Qualche problema in più c’è stato in Germania, dove misure ben più blande di quelle italiane hanno causato pubbliche manifestazioni di protesta e nella litigiosa Spagna, in cui il gioco ha assunto caratteri esilaranti. Esasperati per l’inazione e gli errori del governo socialcomunista, molti spagnoli sono scesi in strada con cortei di automobili in tutte le città. La novità del gioco è che la protesta è stata patrocinata dalla destra politica di Vox Espana. Risultato: come tra bambini capricciosi, qualcuno ha detto: non gioco più. I progressisti, sempre deliziati da cortei e manifestazioni di piazza, si sono mascherati da vecchie signore scandalizzate e giudiziose: i clacson hanno fatto rumore, la tranquillità è stata violata, qualche ambulanza ha dovuto cambiare strada. I piromani sono diventati pompieri. L’homo ludens iberico, come quello italico, può giocare solo se impugna la bandiera giusta.

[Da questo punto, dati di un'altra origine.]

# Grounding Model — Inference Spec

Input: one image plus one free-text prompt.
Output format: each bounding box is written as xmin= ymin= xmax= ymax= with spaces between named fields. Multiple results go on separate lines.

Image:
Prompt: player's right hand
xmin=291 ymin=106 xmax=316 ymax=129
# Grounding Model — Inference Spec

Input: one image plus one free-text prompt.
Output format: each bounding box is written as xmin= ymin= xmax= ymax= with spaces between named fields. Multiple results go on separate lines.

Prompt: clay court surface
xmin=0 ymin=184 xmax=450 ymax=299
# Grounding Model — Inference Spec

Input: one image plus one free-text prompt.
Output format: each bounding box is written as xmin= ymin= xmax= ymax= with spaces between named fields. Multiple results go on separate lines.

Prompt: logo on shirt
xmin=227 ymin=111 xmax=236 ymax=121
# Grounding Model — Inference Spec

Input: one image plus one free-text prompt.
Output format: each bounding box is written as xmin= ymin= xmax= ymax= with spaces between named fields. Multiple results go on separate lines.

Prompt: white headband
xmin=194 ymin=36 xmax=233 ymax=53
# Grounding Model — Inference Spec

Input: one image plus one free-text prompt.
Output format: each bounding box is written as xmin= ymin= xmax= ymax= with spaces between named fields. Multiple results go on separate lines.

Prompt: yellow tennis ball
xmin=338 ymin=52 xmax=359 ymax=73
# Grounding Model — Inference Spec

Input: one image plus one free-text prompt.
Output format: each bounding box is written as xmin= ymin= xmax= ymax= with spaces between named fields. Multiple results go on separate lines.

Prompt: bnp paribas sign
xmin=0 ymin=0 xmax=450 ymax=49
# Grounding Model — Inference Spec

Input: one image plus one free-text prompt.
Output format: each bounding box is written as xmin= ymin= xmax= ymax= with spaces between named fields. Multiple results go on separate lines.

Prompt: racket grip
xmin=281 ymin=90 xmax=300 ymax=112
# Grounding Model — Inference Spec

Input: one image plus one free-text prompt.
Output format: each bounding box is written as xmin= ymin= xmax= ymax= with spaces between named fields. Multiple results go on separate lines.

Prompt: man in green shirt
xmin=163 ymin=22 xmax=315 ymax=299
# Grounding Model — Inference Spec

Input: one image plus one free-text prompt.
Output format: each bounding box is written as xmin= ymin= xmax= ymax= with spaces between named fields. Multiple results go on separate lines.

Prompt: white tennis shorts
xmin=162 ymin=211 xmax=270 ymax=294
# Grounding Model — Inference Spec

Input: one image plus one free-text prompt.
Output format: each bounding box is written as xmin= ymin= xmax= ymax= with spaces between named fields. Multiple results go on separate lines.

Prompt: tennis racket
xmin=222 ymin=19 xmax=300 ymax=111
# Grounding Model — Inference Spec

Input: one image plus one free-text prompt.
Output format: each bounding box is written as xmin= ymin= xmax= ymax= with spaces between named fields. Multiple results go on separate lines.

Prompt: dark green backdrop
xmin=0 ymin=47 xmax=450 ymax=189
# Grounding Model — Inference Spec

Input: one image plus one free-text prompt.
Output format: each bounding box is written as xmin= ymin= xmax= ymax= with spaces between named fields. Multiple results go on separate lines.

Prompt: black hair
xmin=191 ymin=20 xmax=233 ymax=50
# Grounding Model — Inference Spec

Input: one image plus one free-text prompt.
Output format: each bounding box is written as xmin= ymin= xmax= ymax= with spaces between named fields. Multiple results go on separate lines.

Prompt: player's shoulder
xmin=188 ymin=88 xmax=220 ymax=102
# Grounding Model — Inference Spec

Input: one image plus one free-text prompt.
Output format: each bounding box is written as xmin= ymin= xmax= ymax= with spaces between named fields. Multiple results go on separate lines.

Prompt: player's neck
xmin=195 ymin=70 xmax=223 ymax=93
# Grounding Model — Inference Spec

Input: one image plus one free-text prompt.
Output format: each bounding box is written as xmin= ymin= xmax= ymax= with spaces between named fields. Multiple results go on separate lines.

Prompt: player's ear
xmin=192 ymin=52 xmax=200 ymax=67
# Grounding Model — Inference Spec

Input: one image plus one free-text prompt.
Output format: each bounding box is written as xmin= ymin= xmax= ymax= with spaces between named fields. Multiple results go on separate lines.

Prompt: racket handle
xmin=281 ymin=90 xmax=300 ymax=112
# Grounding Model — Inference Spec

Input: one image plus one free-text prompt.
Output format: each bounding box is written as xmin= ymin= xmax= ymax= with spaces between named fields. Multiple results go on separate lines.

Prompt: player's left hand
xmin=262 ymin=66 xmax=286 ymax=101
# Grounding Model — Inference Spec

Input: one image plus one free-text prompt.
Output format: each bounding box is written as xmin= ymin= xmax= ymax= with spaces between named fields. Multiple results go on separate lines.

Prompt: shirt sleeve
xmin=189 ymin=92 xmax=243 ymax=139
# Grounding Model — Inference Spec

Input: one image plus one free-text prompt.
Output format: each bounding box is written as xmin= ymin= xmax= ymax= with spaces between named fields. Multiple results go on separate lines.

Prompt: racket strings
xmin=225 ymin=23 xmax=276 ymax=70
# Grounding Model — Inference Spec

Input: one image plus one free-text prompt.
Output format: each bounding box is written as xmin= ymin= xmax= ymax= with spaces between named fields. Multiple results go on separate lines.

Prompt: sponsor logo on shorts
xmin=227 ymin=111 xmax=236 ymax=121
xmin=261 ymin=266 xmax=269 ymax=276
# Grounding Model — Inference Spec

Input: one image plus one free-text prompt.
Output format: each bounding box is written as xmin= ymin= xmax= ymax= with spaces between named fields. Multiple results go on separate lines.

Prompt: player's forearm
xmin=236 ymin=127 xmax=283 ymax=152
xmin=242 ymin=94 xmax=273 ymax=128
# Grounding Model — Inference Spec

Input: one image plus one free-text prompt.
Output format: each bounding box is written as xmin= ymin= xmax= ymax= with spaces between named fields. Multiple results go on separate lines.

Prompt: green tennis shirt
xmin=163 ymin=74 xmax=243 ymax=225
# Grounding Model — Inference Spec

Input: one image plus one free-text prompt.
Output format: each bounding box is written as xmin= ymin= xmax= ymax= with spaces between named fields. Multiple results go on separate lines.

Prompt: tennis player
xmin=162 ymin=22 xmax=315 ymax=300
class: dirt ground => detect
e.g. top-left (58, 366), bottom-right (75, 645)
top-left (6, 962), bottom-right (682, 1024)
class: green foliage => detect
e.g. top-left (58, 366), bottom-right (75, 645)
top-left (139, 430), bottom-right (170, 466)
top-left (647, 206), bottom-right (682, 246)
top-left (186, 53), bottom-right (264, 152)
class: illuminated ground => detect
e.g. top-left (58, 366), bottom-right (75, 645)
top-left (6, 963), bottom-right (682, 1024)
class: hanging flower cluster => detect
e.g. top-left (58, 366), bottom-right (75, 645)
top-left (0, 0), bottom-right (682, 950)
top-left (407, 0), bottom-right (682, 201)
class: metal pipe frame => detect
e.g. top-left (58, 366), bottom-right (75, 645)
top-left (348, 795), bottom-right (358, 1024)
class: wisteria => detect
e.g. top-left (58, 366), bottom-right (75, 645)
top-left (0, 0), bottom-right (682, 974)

Ricordate la storiella di quel bambino, proprietario della palla, che la portò via perché stava perdendo la partita? Ho deciso di comportarmi allo stesso modo, homo ludens contagiosus e, ahimé, italicus. Non ne posso più, non gioco più: mi chiudo in casa volontariamente, mi distanzio di mia iniziativa, non credo più a nulla di quanto dice, propone e impone a credere il potere. Non mi resta che il gioco, lo sberleffo, la resistenza passiva, l’indifferenza. Strana cosa diventare anarchici a quest’età, ma, credete: il virus nemico da cui guardarsi è il potere. Non resta, un po’ per celia e un po’ per non morire, che dirgli di no. Quando il gioco si fa duro, i duri cominciano a giocare (John Belushi, Animal House).